In case you’ve missed it, there’s been a lot of talking in Washington lately about the need for major changes to the way that information security is handled in the federal government as well as the private sector. So far that talk hasn’t led to much in the way of action, but that may be on the horizon, as lawmakers and members of the Obama administration continue to look at the problems facing the country’s critical infrastructure. A Senate hearing on Tuesday laid out, again, how critical the problem is and what experts believe should be done to fix it.
The hearing, before the Senate Committee on Homeland Security and Government Affairs, centered around the latest call for control of information security to be moved back to the White House. But, as Robert Westervelt at SearchSecurity.com reports, that idea doesn’t have the support of everyone.
The question before lawmakers is whether to create a new office within the White House to oversee cybersecurity matters or give more authority to DHS. Whatever agency is put in charge would need to coordinate cybersecurity on a massive scale, from ensuring that all federal agencies are meeting security standards to defending against and even conducting counter attacks in the event of a massive cyberattack. Those at the hearing were in agreement that something has to be done, but the issue of how to proceed could be hotly debated, said Sen. Susan Collins (R-Maine).
“The issue of reorganization of cybersecurity efforts involves a discussion of oversight and accountability by Congress as well,” Collins said. “Congress’ ability to effectively oversee activities directed to the office of the President is severely limited.”

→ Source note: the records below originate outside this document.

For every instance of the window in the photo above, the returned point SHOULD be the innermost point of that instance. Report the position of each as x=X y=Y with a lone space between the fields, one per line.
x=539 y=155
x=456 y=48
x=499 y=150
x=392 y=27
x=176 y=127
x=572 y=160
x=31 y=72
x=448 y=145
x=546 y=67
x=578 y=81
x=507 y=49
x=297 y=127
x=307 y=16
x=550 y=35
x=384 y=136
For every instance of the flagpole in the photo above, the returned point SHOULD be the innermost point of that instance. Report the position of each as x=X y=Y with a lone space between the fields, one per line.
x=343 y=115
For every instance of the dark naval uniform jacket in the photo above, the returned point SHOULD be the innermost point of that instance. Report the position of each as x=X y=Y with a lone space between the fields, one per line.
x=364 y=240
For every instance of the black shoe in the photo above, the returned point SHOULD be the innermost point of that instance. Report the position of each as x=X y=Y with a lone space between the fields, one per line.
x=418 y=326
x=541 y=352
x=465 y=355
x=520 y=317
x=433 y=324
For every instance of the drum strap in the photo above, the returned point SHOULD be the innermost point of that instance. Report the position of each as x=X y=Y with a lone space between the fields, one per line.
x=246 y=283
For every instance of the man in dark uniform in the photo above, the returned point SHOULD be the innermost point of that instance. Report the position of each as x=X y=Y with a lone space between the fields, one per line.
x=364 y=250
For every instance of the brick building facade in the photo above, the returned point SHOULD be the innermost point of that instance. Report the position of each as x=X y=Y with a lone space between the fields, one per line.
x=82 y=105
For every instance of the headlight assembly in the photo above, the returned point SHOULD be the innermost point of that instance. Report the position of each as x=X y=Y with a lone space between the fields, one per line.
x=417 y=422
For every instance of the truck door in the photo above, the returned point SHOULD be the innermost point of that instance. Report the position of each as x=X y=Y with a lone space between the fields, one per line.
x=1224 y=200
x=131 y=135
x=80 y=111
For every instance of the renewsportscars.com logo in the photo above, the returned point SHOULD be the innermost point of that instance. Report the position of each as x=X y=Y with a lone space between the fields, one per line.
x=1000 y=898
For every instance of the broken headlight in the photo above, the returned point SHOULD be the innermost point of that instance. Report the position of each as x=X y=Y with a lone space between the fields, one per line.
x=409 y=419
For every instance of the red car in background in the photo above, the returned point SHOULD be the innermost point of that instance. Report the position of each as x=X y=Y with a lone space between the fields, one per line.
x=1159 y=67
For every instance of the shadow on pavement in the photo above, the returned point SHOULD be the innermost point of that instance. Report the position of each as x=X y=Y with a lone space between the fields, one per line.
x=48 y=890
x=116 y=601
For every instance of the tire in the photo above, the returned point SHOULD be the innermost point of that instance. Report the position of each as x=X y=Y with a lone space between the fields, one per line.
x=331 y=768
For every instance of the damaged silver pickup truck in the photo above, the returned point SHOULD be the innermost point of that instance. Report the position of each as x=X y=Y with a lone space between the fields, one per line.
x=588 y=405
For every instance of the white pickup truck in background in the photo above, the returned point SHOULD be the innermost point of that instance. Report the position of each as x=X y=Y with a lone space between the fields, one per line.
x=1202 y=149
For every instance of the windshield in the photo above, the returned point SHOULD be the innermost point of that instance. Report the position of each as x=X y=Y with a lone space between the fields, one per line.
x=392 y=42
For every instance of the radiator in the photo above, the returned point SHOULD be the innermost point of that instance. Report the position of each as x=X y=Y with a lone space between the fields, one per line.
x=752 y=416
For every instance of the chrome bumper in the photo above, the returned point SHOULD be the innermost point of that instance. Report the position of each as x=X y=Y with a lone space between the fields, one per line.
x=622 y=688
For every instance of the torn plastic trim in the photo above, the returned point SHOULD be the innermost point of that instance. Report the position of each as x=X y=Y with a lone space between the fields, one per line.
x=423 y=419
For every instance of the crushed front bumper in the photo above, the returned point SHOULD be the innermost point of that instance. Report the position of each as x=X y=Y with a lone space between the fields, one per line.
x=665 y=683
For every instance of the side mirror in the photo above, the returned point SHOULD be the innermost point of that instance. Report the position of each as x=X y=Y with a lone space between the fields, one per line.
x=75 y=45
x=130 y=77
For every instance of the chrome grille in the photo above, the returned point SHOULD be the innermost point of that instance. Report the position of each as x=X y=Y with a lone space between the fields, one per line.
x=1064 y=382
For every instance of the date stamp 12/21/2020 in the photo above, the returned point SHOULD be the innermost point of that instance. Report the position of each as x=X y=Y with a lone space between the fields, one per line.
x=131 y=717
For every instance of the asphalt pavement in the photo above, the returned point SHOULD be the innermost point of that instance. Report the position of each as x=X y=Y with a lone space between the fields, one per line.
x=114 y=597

This looks like it’s doomed for a classic Washington turf battle, which is precisely what we don’t need. Congress wants oversight of the cybersecurity function, about which it knows nothing, a fact that it has proved again and again over the last few years while it has had oversight of DHS, which has struggled in the role of lead cybersecurity agency. Congress has responded by holding dozens of hearings and little else.
It’s time that Congrees listened to some of the experts it calls to testify. Listen to Tom Kellermann (above) and Amit Yoran and the others who have said over and over that the authority on information security needs to reside in the White House. Leadership, not a turf war, is what we need.